Лицо его задрожало от великой скорби, глаза наполнились слезами.
— Кого я буду водить, сэр? — весело встрял Эдуард. — Кого мне придется водить? Он думал, это игра.
— Две своры гончих псов, — тяжело произнес король, — две стаи, где каждый повязан с другим и каждая свора охотней грызет другую, чем преследует лису.
Он повернулся и взглянул Эдуарду в лицо.
— Слышите меня, сэр? Эдуард побелел.
— Слышу, отец и повелитель.
— Ты — охотник, они — псы. Не забывай этого. Лиса — проклятие Англии либо ее благо. Их долг преследовать ее для тебя — впереди тебя, но под твоим водительством. А ты держи их на сворке или спускай всю свору, но не ради их свары, а ради своих свершений. Слышите, сэр?
— Слышу, милорд.
Эдуард слушал. Но и я слушала, и слышала больше него. Ведь я видела партии, видела гончих псов, знала силу руки юного Эдуарда — ему ли сдержать их бег?
Отец прочел мои мысли или сам подумал о том же.
— Ладно, неважно, — пробормотал он. — Будь покоен, я избавлю тебя от этого. Я истреблю их главного гордеца, этого Люцифера, который хочет сиять твоим светом и править вместо тебя! Уж с ним-то я успею покончить!
Великого Люцифера…
Так мой лорд называл графа Гертфорда. Гертфорда решено истребить? Теперь я поняла: король его казнит.
Глава 15
Я не любила лорда Гертфорда, брата дурнушки Джейн — Джейн, которая разлучила Генриха с Анной и сделала меня незаконнорожденной, ублюдком. Но мне совсем не хотелось видеть, как отец по локоть в крови рубит головы лордам. И я искренне обрадовалась, когда король закончил свои речи:
— Можешь оставить двор, Бесс, и взять брата с собой.
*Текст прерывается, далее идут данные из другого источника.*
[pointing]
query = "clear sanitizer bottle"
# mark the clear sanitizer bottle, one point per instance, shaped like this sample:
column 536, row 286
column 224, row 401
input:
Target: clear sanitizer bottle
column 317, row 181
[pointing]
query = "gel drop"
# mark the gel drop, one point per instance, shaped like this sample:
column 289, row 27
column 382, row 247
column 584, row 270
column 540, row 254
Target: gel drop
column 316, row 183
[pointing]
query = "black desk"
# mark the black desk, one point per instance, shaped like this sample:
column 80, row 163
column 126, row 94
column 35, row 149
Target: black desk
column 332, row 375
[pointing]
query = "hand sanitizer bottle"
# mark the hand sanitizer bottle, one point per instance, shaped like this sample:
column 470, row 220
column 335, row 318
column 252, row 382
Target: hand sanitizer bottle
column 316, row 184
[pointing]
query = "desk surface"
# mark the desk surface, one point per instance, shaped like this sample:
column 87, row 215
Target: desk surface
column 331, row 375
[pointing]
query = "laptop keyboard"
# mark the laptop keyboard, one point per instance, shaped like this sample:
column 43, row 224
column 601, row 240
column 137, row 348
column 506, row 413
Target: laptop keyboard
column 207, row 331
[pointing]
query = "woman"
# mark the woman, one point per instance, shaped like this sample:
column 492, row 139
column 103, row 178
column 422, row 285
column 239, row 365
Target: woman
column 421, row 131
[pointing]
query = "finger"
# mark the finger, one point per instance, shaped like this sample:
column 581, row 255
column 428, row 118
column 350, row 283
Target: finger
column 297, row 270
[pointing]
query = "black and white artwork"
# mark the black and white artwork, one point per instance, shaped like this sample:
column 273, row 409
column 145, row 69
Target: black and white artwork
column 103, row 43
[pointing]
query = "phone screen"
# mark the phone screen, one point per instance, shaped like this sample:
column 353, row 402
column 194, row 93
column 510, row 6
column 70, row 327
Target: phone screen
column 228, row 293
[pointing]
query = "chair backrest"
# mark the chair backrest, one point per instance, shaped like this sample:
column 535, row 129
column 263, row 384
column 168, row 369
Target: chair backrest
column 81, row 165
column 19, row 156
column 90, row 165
Я с облегчением сделала реверанс. Значит, лорд Серрей не говорил с королем? Он поговорит — обязательно. А я подожду. Эдуард поехал со мной в Хэтфилд, и для нас вернулись прежние золотые денечки — мы шутили, как дети, и смеялись от всей души. Потом король велел Эдуарду возвращаться к себе, в усадьбу возле старого Бернхамстеда. Мне тоже велено было переехать, в королевский дом в Энфилде, чтобы проветрить Хэтфилд после Эдуарда и его свиты.
— Как, сестрица, мы не будем вместе справлять святки?
Эдуард расстроился и, прощаясь со мной, горько рыдал. Я писала ему почти каждый день и сразу принялась вышивать рубашечку белой гладью и золотом, в подарок на Новый год, когда мы снова увидимся при дворе.
Энфилд был ужасен, погода — еще хуже. Промозглый восточный ветер гулял по усадьбе, свистел в оконных переплетах, гонял по полу тростник. Небеса хмурились; пасмурный ноябрь сменился тоскливым, сумрачным декабрем, не побаловав нас ни единым солнечным деньком.
Письма от Екатерины я получала чаще, чем писала сама, — ее раболепство перед королем остудило мою любовь к ней. И все же я радовалась вестям о короле и новых лицах при дворе: сейчас у королевы гостили две девушки по фамилии Грей, мои двоюродные сестры, дочери отцовской сестры Марии, умершей в год моего рождения.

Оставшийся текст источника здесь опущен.